Hapter Eyewear | By The Eyewear

“Feche os olhos, e veja o mundo” Eric Balzan e Mirko Forti, fundadores.

Hapter significa reconhecimento do entorno pela percepção. Os óculos produzidos são absolutamente sensoriais e vão na contra mão dos excessos, do barulho e da necessidade de gritar mais que seus concorrentes.

Foi em 2009 durante uma escalada corriqueira nos arredores de Belluno que os fundadores encontraram um par de Goggles da 2a Guerra Mundial, intacto. Este achado arqueológico despertou nos rapazes, alpinistas nas horas vagas e amantes de design, o desejo de resgatar a funcionalidade e a simplicidade desta peça que fora essencial em uma zona militar, tal qual é os Dolomites.
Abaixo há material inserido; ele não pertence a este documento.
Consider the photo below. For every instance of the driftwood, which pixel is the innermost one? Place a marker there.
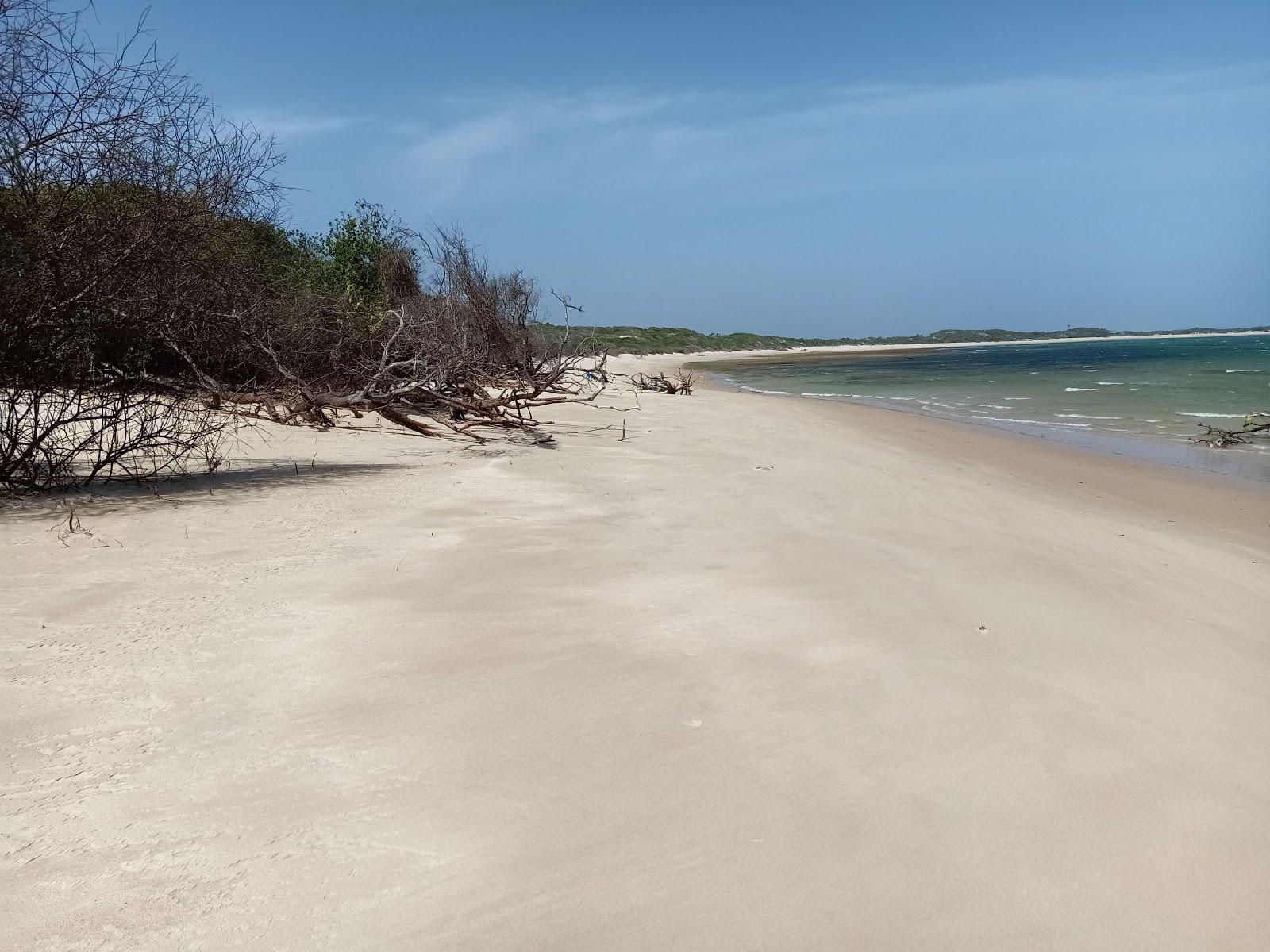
(681, 382)
(1219, 437)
Foram três anos de pesquisa histórica e tecnológica para chegar aos óculos que hoje são reconhecidos de longe por qualquer specsaddict.

Cada óculos é composto por uma peça única de aço cirúrgico recoberto por uma camada finíssima de tecido. Tecido este desenvolvido a quatro mãos na fábrica da Cerutti partindo dos arquivos dos uniformes militares dos anos 20 e 40. As cores e as tramas são as mesmas daquele período. Os óculos não têm nenhum parafuso, são extremamente resistentes e flexíveis.

O processo de produção é guardado a sete chaves. Cada etapa é realizada em uma fábrica e bem como a Coca Cola, apenas os fundadores têm a receita completa.

Com design mininal, e funcionalidade evidente, Hapter propõe uma maneira nova de enxergar o mundo, de dentro para fora, sem pirotecnias, com cores provenientes da natureza, resgatando a história e o estilo de vida dos que lutaram no fronte há décadas.

A primeira vez que vi a marca no Silmo, fiquei espantada. Ao contrário dos vizinhos que traziam estandes abertos e claros, o stand da Hapter parecia um refúgio em algum pico nevado. O café era servido em canecas de metal, todos os móveis e paredes eram de malha de aço, o marrom prevalecia e os fundadores e parceiros que lá estavam vestiam macacões e botas como se fossem de lá para a montanha buscar abrigo. Pensei na hora, que coisa mais diferente e pesada, e não nego, masculina. Fui chegado perto e me despi de todos estes preconceitos.

As peças não têm gênero, não têm estação, simplesmente existem. São aquilo que se propões ser: um respiro em meio ao coas urbano. São leves e práticas como a vida na montanha há de ser. Os óculos vestem como uma pluma. E são curiosos de ver e de tocar. Estou tão acostumada ao toque do acetato que me vi correndo os dedos pelas hastes por minutos sentindo a trama do tecido.

Me envolvi com a história e como acredito que sempre deve ser com os óculos, aos poucos me deixei levar, e me permiti ver o mundo a partir daquela perspectiva de quem vê tudo de cima do pico nevado.

A marca vem explorando cada vez mais o legado montanhoso e as pegadas que deixamos nas montanhas. E no Mido lançaram o modelo RBBR001, que traz nas hastes o patern do asfalto do topo das montanhas, e lentes amarelas que são ótimas para aumentar o contraste entre os elementos. O design bem como o processo de produção prestam homenagem aos que vivem ou viveram na natureza.

Mesmo que você não tenha o privilégio de morar na natureza, como é meu caso, traga o Hapter para o ambiente urbano. Ele vai se adaptar e vai chamar atenção. É um design simples, mas extremamente tecnológico e tem um acabamento curioso que pouco se vê por aí. Se não disto te convencer, garanto que terá um bom papo no bar com os amigos.